In effect, Europe is trading one unpredictable oil supplier — Russia — for unstable exporters in the Middle East.
Europe’s hunt for new oil supplies — and Russia’s quest to find new buyers of its oil — will leave no part of the world untouched, energy experts said. But figuring out the impact on each country or business is difficult because leaders, energy executives and traders will respond in varying ways.
China and India could be protected from some of the burden of higher oil prices because Russia is offering them discounted oil. In the past couple of months, Russia has become the second biggest oil supplier to India, leapfrogging other big producers like Saudi Arabia and the United Arab Emirates. India has several large refineries that could earn rich profits by refining Russian oil into diesel and other fuels in high demand around the world.
Ultimately, Western leaders are aiming to weaken Russian President Vladimir Putin’s ability to wreak havoc in Ukraine and elsewhere by denying him billions of dollars in energy sales.
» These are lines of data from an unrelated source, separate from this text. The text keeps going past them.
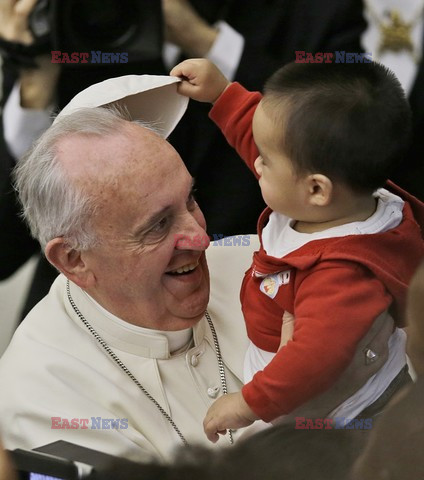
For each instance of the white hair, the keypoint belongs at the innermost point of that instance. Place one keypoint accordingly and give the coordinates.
(52, 204)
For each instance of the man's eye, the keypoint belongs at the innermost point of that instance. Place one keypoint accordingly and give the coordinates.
(160, 226)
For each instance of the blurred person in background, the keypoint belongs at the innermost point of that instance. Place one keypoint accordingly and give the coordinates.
(247, 39)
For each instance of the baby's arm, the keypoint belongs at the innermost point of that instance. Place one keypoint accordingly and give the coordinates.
(229, 411)
(335, 306)
(201, 80)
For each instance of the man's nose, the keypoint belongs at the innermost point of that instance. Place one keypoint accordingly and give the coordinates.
(192, 235)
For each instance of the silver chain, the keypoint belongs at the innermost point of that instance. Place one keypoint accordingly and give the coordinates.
(123, 367)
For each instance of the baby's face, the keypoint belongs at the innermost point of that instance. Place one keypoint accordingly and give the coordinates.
(280, 185)
(415, 315)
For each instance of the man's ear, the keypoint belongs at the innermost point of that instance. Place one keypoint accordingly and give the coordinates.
(70, 262)
(320, 190)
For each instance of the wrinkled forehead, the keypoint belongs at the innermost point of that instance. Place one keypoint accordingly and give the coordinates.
(131, 148)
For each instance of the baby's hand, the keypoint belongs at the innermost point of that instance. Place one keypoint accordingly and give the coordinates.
(229, 411)
(201, 80)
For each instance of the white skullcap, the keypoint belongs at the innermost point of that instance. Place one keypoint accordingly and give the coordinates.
(150, 98)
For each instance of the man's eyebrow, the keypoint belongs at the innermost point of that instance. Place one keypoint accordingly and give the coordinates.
(152, 220)
(156, 217)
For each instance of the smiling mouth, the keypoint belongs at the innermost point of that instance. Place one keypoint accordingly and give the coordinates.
(184, 270)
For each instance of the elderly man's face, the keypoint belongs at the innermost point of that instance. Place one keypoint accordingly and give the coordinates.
(148, 223)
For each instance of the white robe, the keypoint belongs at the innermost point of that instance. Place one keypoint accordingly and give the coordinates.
(54, 367)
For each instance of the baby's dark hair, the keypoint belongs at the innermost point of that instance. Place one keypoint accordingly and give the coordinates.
(350, 122)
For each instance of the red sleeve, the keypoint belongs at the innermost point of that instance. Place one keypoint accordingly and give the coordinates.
(233, 114)
(335, 306)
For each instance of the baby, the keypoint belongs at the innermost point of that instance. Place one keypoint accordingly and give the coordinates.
(336, 248)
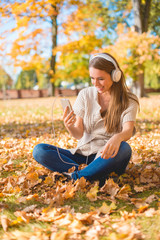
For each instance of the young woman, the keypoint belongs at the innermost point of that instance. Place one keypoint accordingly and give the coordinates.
(102, 120)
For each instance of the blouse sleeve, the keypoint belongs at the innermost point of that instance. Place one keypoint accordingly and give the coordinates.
(130, 113)
(79, 105)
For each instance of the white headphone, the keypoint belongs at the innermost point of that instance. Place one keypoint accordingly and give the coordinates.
(116, 73)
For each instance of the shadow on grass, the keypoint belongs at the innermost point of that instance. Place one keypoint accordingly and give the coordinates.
(30, 130)
(38, 129)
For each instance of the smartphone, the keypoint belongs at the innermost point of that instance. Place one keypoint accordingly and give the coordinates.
(65, 102)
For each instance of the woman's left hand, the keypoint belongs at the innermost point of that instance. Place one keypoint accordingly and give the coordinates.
(111, 148)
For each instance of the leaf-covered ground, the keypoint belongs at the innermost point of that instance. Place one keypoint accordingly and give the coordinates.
(127, 207)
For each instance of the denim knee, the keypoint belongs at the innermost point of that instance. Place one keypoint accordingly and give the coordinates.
(39, 152)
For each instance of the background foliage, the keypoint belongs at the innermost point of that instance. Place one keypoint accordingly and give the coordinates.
(56, 38)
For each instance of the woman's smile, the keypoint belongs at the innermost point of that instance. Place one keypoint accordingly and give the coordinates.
(100, 79)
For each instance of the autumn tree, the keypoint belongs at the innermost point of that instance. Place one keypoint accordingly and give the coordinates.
(36, 28)
(5, 80)
(146, 18)
(84, 33)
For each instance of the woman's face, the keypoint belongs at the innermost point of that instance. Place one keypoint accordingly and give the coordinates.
(100, 79)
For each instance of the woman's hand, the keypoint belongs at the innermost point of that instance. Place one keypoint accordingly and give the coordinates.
(69, 119)
(111, 148)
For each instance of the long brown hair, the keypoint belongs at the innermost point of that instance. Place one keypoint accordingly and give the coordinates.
(119, 91)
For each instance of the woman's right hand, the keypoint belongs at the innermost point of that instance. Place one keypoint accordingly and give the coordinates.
(69, 119)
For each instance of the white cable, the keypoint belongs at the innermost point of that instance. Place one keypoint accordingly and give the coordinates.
(54, 136)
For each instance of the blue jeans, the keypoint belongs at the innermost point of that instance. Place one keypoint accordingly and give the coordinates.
(97, 169)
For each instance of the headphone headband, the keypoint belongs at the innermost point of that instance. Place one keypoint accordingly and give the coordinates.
(105, 56)
(116, 73)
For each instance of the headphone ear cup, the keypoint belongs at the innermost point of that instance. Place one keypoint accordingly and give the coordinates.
(116, 75)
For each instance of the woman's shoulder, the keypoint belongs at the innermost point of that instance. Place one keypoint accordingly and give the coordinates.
(133, 99)
(89, 91)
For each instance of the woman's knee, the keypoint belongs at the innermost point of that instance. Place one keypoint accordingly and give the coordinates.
(125, 150)
(39, 152)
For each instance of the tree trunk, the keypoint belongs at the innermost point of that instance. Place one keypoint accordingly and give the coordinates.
(137, 16)
(141, 16)
(138, 86)
(53, 57)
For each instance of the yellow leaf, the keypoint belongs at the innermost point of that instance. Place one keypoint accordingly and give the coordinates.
(92, 194)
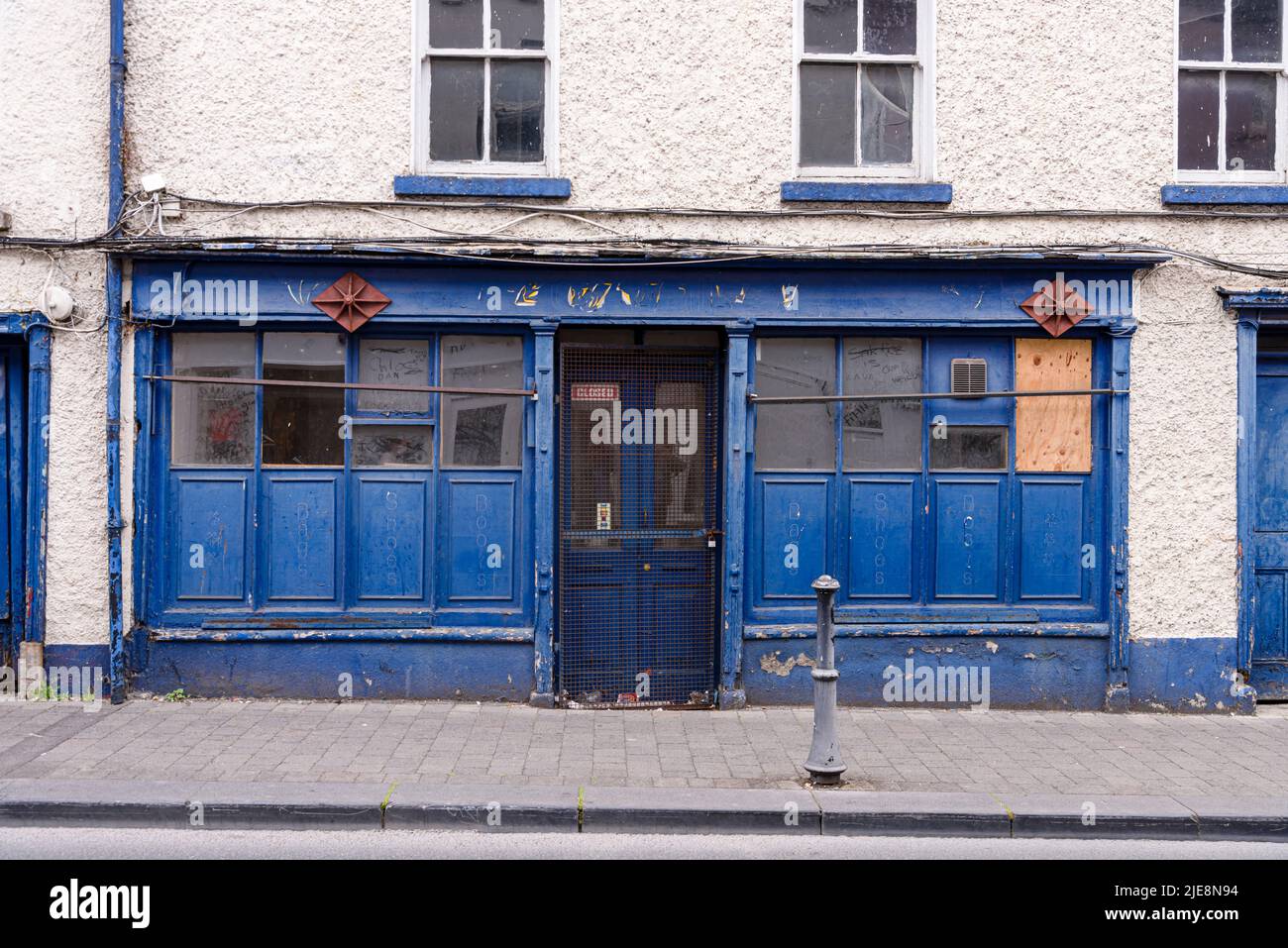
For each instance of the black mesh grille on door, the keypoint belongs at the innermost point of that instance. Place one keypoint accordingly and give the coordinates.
(638, 526)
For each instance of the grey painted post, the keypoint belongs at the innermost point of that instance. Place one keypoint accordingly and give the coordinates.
(824, 755)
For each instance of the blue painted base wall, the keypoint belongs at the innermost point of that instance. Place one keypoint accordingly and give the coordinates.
(1188, 675)
(1067, 674)
(380, 670)
(1024, 673)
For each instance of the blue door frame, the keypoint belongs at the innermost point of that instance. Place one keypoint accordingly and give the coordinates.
(1262, 665)
(25, 453)
(977, 296)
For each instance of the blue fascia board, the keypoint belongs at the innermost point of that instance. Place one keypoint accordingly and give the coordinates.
(1225, 193)
(867, 192)
(481, 185)
(888, 292)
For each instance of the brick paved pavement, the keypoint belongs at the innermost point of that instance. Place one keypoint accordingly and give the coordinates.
(892, 750)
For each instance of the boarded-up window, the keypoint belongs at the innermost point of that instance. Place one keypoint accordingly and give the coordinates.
(1052, 433)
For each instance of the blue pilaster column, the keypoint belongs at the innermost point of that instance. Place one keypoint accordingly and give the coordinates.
(545, 515)
(732, 693)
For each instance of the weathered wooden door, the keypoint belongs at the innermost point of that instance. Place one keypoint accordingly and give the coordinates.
(1269, 554)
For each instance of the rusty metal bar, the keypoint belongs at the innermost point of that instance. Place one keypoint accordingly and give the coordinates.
(359, 386)
(926, 397)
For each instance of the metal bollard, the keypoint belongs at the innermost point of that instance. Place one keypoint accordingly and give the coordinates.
(824, 755)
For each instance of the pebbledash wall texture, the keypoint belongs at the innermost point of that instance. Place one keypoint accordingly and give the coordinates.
(661, 104)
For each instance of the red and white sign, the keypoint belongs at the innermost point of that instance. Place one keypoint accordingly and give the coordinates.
(603, 391)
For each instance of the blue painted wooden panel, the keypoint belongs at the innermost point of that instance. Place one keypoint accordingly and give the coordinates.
(1269, 636)
(481, 544)
(301, 543)
(391, 536)
(967, 537)
(1271, 479)
(1051, 537)
(209, 559)
(797, 515)
(883, 526)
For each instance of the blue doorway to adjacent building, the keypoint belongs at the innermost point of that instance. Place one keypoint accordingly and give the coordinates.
(639, 539)
(12, 494)
(1269, 553)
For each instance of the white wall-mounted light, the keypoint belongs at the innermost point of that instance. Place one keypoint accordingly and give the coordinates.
(56, 303)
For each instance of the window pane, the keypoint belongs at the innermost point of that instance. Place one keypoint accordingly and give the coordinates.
(1249, 121)
(679, 463)
(969, 449)
(456, 24)
(828, 115)
(391, 446)
(214, 425)
(482, 430)
(797, 437)
(393, 363)
(1202, 33)
(831, 26)
(518, 24)
(888, 115)
(890, 26)
(456, 110)
(1198, 123)
(301, 427)
(883, 436)
(518, 110)
(1256, 31)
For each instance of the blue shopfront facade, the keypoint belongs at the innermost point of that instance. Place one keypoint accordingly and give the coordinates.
(301, 531)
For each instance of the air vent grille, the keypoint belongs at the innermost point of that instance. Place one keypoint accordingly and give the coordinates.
(970, 376)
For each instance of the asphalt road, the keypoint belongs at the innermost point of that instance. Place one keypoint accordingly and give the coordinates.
(178, 844)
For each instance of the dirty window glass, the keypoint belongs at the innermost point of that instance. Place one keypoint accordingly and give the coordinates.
(1249, 120)
(883, 436)
(482, 430)
(797, 437)
(391, 446)
(393, 363)
(303, 425)
(1202, 31)
(1198, 121)
(456, 24)
(828, 115)
(518, 24)
(969, 449)
(890, 27)
(831, 26)
(887, 138)
(1256, 31)
(214, 425)
(456, 110)
(518, 110)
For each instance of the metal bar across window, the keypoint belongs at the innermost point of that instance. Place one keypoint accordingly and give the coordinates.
(927, 395)
(359, 386)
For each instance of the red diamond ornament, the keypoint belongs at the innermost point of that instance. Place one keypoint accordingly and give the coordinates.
(1057, 308)
(352, 301)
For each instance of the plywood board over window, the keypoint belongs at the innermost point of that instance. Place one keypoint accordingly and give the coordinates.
(1052, 434)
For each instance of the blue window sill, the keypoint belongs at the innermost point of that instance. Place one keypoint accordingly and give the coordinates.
(459, 185)
(1225, 193)
(862, 192)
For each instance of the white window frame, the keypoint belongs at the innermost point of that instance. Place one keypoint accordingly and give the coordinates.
(922, 166)
(421, 53)
(1227, 64)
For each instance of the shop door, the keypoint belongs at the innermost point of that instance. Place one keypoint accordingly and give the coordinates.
(1269, 673)
(12, 378)
(638, 532)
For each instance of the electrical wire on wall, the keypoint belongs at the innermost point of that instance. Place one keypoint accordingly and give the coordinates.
(141, 228)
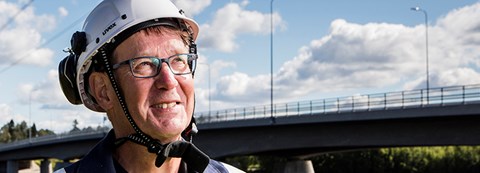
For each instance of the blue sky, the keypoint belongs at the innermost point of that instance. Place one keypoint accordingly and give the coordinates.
(322, 49)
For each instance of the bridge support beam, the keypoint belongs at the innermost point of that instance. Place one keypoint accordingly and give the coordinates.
(12, 166)
(45, 166)
(295, 166)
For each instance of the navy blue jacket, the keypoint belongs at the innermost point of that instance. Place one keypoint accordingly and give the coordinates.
(100, 159)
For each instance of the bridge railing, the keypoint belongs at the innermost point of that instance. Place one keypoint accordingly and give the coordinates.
(4, 146)
(443, 96)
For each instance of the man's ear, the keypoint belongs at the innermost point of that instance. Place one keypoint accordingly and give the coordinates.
(100, 89)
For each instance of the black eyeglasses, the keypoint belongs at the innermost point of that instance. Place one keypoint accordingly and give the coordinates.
(149, 66)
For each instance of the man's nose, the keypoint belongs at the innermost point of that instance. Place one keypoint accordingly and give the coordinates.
(165, 78)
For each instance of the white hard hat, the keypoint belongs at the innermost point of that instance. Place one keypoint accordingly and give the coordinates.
(104, 23)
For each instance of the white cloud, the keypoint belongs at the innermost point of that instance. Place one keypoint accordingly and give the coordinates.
(47, 93)
(192, 7)
(232, 20)
(374, 55)
(22, 37)
(62, 11)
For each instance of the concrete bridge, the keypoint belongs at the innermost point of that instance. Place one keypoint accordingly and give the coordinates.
(448, 116)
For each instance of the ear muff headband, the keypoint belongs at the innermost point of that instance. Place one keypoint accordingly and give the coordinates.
(67, 77)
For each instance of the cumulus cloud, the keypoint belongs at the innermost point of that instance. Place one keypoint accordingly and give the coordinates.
(232, 20)
(47, 93)
(21, 38)
(62, 11)
(192, 7)
(373, 55)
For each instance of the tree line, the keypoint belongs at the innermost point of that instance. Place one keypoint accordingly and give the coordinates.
(12, 131)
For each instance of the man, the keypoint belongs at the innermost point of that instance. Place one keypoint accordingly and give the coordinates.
(135, 60)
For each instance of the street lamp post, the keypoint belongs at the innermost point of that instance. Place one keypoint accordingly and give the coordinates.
(209, 99)
(271, 62)
(426, 43)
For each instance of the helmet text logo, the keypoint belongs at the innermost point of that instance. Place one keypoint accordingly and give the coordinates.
(109, 28)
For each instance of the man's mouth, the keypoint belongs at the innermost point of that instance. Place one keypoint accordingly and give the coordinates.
(165, 105)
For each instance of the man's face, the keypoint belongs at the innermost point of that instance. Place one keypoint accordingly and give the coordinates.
(161, 106)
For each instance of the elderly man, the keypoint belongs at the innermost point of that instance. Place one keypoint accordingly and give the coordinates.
(135, 60)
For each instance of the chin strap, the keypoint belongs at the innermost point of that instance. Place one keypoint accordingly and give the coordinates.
(190, 154)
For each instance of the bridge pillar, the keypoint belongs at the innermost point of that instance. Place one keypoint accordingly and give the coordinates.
(12, 166)
(45, 166)
(295, 166)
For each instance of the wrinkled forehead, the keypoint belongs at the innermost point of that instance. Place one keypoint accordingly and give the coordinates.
(150, 43)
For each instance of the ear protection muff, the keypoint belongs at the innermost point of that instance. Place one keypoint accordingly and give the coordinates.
(67, 75)
(67, 68)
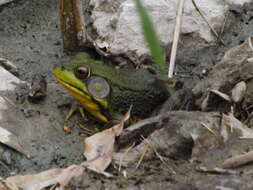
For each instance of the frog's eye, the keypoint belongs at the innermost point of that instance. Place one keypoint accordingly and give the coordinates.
(98, 87)
(82, 72)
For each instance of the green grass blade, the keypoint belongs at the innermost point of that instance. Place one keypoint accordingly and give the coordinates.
(151, 37)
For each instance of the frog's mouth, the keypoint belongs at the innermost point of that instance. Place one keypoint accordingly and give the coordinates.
(85, 100)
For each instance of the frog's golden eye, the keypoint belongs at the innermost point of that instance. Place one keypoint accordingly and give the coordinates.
(98, 87)
(82, 72)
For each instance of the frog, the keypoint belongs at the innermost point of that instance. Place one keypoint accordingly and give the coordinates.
(103, 90)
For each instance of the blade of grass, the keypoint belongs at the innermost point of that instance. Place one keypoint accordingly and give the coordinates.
(180, 7)
(151, 37)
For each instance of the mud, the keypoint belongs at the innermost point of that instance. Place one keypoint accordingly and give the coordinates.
(30, 38)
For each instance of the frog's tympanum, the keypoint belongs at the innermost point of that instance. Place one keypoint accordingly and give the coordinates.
(103, 90)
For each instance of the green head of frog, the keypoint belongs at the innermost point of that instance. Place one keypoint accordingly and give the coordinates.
(103, 90)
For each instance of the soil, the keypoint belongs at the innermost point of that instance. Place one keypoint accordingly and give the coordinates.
(31, 39)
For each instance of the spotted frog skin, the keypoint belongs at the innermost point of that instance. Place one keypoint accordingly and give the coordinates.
(103, 90)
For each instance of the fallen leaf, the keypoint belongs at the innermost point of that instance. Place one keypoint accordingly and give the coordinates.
(46, 178)
(67, 129)
(99, 148)
(11, 140)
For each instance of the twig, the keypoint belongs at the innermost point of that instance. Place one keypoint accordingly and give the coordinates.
(176, 38)
(158, 155)
(125, 153)
(79, 21)
(209, 25)
(146, 148)
(238, 160)
(217, 171)
(3, 2)
(9, 184)
(211, 131)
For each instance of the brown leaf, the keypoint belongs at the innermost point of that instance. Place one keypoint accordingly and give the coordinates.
(46, 178)
(99, 148)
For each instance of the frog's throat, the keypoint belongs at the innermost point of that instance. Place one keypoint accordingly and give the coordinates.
(86, 101)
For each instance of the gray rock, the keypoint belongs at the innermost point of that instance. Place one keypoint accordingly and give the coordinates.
(119, 29)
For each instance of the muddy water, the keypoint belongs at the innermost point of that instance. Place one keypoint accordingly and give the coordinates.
(30, 37)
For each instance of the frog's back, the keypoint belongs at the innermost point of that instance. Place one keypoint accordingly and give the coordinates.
(139, 88)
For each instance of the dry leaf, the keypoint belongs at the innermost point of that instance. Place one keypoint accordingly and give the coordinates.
(11, 140)
(99, 148)
(46, 178)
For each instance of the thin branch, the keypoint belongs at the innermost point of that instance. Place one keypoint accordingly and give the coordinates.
(209, 25)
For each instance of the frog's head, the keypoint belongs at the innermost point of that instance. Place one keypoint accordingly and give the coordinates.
(90, 89)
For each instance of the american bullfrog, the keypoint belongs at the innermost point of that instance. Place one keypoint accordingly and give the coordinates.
(103, 90)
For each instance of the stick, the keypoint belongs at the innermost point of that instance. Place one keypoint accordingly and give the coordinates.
(176, 38)
(238, 160)
(79, 21)
(209, 25)
(3, 2)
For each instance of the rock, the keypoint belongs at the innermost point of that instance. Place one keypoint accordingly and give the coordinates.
(119, 30)
(232, 68)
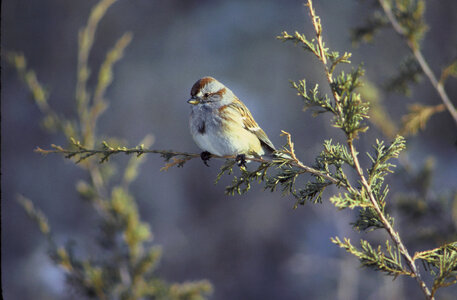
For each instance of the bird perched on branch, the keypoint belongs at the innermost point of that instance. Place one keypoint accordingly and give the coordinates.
(221, 124)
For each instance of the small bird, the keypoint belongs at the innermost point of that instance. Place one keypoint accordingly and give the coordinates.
(221, 124)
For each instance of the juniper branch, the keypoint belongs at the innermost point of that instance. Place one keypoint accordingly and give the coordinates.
(438, 85)
(375, 205)
(172, 158)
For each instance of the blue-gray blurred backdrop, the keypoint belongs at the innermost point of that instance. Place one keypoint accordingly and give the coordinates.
(253, 246)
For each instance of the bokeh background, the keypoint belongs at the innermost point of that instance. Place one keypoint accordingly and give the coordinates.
(253, 246)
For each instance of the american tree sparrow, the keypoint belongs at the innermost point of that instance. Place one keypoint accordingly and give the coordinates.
(222, 125)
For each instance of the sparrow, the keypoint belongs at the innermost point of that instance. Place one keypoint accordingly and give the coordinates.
(221, 124)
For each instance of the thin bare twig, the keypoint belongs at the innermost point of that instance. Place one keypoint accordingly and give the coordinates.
(421, 60)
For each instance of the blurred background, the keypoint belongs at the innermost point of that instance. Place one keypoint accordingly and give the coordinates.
(253, 246)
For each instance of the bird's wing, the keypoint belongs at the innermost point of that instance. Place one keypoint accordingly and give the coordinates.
(250, 124)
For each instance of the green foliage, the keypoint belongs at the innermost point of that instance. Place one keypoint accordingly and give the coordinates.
(366, 191)
(125, 261)
(387, 261)
(407, 18)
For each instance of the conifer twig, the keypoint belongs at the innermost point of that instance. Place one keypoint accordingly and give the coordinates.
(420, 59)
(82, 153)
(392, 233)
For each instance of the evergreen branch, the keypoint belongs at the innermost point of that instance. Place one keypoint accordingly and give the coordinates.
(412, 44)
(389, 262)
(339, 102)
(81, 153)
(444, 261)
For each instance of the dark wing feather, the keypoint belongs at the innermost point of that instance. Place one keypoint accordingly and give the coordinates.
(251, 125)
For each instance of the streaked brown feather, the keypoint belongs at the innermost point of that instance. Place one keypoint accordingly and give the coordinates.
(248, 122)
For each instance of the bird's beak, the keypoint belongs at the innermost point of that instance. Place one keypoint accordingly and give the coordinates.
(193, 101)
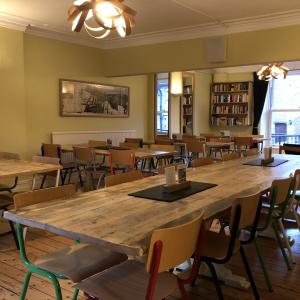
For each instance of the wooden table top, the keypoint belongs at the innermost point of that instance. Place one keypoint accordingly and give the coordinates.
(216, 144)
(112, 219)
(140, 153)
(14, 167)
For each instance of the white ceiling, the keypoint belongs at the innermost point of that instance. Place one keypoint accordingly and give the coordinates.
(158, 20)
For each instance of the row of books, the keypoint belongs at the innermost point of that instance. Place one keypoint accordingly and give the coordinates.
(230, 87)
(188, 89)
(188, 111)
(230, 98)
(188, 100)
(223, 121)
(230, 109)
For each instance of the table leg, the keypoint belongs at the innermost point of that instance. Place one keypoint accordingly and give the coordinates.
(33, 182)
(57, 178)
(224, 274)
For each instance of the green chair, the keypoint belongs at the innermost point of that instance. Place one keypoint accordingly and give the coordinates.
(276, 202)
(73, 263)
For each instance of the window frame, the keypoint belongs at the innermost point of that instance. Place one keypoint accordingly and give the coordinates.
(155, 106)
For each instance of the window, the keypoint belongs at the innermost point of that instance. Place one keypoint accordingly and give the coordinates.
(282, 110)
(162, 104)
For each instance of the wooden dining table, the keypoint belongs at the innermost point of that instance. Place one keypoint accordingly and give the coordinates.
(112, 219)
(140, 153)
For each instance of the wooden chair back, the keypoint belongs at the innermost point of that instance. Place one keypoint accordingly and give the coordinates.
(161, 169)
(179, 243)
(9, 155)
(159, 147)
(283, 189)
(230, 156)
(202, 161)
(135, 140)
(51, 150)
(245, 142)
(84, 154)
(130, 145)
(43, 195)
(122, 178)
(248, 210)
(121, 158)
(164, 141)
(208, 136)
(96, 143)
(196, 148)
(251, 152)
(46, 160)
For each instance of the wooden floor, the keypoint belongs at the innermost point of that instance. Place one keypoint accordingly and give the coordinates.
(286, 283)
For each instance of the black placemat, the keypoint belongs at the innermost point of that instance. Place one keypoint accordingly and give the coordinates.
(275, 163)
(158, 193)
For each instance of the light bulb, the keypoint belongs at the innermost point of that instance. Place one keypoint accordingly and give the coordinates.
(107, 10)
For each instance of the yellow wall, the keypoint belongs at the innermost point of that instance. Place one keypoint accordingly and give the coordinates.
(45, 62)
(30, 70)
(13, 134)
(279, 44)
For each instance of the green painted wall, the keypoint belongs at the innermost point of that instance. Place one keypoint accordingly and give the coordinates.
(13, 133)
(279, 44)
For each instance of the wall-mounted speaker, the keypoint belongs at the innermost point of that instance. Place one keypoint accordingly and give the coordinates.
(216, 49)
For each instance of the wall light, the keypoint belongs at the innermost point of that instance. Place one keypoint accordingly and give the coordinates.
(176, 83)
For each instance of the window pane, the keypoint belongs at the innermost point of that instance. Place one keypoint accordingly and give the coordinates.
(162, 104)
(285, 94)
(285, 127)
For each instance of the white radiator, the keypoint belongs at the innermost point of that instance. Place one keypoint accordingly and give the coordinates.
(80, 137)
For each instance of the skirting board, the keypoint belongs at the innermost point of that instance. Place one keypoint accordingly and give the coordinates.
(79, 137)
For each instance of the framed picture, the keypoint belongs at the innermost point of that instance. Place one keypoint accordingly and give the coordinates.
(87, 99)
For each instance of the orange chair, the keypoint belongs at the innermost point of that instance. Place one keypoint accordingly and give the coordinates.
(133, 280)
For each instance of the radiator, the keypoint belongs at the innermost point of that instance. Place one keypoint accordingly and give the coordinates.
(80, 137)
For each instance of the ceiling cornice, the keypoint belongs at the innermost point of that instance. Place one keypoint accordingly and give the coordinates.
(184, 33)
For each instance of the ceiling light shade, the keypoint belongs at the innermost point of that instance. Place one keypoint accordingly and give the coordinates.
(100, 17)
(275, 70)
(176, 83)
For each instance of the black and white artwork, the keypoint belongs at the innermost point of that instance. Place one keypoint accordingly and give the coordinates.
(93, 99)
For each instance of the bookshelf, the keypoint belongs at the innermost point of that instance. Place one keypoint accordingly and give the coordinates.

They hope that their moves will force Russian oil producers to shut down wells because the country does not have many places to store oil while it lines up new buyers. But the effort is perilous and could fail. If oil prices rise substantially, Russia’s overall oil revenue may not fall much.
Other oil producers like Saudi Arabia and Western oil companies like Exxon Mobil, BP, Shell and Chevron stand to do well simply because oil prices are higher. The flip side of that is that global consumers and businesses will have to pay more for every gallon of fuel and goods shipped in trucks and trains.